Professor Noah Travis Phillips
Internet Art Cultures
May 11th, 2021
Exploratory Writing 7A
I find it interesting to explore NFTs, or Non-Fungible Tokens, as someone who creates digital art and wonders constantly about the accessibility of other artists' work. When an NFT is purchased of a tweet, image, or even sport highlight reel it becomes a uniquely tracked individual block within the blockchain and cannot actually be traded for something of the same value in the way that our 'physical' money can. Like a famous painting done by a historical master, NFTs are originals that can be loaned, traded for Ethereum or cryptocurrencies (this would be 'physical' money previously), or even just kept and admired. They are strictly digital, and while recreations and copies are often made and distributed throughout the World Wide Web, NFTs signify ownership of the original digital piece rather than any redistributions.
Because NFTs are limited to our digital realm and copies are extremely commonly spread over the internet, purchasing and proving that the NFT came from an original artist becomes a bit of a sketchy situation. You can't always trust what you read on the internet or something like that... On the other hand, when the contractual trade of the NFT is actually true and verified as original, it raises the value of all digital art. Digital pieces become a scarcity like original physical artworks because there is only one original. More so, it's the difference of seeing a band perform live in person versus listening to their Spotify tracks through your phone speakers.
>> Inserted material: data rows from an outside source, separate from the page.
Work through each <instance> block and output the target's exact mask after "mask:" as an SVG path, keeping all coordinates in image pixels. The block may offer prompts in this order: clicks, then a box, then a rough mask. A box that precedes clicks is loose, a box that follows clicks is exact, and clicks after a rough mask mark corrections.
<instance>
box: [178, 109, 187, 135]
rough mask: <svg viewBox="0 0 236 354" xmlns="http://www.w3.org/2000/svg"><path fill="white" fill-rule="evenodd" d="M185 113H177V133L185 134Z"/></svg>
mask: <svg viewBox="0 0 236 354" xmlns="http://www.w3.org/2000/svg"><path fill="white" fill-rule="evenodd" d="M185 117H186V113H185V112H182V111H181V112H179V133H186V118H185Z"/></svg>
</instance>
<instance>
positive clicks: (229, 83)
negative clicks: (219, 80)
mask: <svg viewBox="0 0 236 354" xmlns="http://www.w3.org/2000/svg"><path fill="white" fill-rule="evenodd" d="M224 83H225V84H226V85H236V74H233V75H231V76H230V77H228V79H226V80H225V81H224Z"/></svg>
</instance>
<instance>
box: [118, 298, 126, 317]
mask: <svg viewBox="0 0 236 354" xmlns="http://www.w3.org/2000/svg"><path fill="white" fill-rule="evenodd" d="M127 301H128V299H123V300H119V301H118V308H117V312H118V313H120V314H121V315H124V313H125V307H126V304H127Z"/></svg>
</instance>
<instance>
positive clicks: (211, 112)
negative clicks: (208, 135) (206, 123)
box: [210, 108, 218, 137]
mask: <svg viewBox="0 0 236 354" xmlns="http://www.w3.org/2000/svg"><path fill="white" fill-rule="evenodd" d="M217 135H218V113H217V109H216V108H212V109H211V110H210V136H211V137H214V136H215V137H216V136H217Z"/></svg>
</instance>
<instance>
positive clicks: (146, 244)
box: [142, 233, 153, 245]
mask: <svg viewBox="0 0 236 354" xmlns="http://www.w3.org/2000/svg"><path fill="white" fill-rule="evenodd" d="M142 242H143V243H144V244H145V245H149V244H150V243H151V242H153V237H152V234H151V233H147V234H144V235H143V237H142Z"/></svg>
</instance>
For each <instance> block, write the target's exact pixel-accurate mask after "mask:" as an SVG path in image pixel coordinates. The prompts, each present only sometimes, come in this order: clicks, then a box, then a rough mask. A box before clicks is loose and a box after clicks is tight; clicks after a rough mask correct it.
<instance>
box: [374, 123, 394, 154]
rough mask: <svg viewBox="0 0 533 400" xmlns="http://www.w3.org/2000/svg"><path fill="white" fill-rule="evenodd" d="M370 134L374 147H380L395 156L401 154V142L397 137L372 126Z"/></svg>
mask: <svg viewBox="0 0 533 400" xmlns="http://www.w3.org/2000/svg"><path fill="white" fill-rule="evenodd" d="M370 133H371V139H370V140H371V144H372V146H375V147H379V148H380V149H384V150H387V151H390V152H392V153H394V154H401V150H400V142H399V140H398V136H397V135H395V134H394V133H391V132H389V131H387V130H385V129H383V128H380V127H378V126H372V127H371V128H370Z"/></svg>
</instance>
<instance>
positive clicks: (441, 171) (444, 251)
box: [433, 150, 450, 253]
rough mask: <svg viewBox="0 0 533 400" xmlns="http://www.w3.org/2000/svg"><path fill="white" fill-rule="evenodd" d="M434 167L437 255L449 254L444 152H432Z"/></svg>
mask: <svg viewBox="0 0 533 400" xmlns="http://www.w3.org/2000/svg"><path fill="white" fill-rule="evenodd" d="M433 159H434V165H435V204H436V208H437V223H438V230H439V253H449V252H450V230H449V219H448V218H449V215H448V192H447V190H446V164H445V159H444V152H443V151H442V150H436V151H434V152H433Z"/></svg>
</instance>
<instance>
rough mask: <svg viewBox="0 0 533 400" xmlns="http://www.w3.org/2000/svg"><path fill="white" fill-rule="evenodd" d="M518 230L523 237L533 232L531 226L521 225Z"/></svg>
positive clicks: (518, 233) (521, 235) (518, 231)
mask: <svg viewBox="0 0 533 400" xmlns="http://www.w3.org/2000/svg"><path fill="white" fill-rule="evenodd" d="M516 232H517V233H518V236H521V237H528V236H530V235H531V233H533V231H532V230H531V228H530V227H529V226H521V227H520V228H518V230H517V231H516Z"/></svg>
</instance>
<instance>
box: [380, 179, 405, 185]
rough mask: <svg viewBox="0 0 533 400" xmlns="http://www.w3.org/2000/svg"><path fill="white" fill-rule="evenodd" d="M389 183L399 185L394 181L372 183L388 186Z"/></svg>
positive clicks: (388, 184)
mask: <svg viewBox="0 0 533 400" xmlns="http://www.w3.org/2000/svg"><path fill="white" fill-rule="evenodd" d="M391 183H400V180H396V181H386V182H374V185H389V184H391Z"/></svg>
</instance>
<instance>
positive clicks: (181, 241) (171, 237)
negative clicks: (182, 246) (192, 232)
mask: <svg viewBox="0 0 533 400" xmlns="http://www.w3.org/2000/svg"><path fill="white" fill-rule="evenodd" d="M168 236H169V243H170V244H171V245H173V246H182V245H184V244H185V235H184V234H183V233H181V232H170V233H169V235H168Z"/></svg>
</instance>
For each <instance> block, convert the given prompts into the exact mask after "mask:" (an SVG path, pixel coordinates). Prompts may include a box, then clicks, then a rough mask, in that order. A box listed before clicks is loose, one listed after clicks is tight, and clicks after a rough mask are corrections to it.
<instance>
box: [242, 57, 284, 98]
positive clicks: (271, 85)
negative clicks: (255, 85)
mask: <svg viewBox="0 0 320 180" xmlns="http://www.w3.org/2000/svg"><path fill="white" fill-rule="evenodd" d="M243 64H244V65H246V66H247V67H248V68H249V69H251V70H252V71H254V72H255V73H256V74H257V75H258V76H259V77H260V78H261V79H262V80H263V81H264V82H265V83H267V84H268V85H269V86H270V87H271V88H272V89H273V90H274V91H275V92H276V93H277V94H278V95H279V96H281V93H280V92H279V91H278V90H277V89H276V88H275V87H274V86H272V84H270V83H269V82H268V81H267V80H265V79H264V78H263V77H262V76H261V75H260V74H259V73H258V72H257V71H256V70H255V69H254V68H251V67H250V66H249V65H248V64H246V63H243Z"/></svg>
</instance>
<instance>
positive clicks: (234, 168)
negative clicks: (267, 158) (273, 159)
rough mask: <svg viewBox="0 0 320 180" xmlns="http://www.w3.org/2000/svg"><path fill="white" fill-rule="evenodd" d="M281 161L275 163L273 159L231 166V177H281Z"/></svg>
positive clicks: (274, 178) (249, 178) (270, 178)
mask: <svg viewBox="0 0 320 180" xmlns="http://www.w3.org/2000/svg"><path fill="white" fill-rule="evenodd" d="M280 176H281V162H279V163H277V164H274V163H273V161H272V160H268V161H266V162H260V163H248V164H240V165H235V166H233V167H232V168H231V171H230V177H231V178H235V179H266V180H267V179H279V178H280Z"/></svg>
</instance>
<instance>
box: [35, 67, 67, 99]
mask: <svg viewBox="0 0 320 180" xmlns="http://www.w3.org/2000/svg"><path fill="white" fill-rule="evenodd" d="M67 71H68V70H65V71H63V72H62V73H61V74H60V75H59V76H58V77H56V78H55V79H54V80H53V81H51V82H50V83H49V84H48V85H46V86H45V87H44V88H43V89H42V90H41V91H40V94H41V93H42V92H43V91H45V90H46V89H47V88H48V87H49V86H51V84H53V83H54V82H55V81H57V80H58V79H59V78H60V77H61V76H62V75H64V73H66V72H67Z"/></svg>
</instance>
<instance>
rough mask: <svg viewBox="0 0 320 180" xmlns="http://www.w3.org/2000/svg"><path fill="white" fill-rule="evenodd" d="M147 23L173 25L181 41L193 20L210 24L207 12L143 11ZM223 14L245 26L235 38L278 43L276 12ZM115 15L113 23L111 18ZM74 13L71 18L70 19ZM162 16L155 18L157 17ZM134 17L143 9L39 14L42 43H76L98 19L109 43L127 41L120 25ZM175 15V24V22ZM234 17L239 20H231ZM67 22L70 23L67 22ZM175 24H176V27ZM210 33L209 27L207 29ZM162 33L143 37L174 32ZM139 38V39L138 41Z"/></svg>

These digital worlds have been continuously growing, expanding, innovating throughout my entire lifetime and NFTs has become another new branch that currently is not widely nor incredibly understood. Historically, even computers were considered niche or were nowhere near as common and regular as they are now, but it took people time to learn these new advancements. Once something becomes widely accessible, it often slowly becomes normalized as well. Currently, NFTs are seen as scary and confusing to most, but the implications of benefits for all digital artists continues to strengthen the case for supporting them. This goes even further into the controversy surrounding the environmental impacts of NFTs, when minting an NFT would not actually alter a computer's consumption. NFTs can protect artists and provide an extra sense of security for their original pieces and their finances, especially when locked into a situation where the NFT cannot be reproduced physically even by the 'owner.'
Ownership can be been a strange and kind of uncomfortable topic for artists, and with the growth of digital art and media this only becomes more difficult to oversee or control. Because of the culture and lifestyle commonly follow in the United States, there is a large emphasis on ownership - whether it be property, the latest overpriced designer purse and shoes, or art. This typical and historic American Dream almost surrounds the concept of owning the most or best of a thing. In the grand scheme of understanding US culture and economics, NFTs feel like an open opportunity to store and hide money that someone maybe is not supposed to have... a new offshore account or even a more discreet way to launder, only it's an ownership certificate and a gif.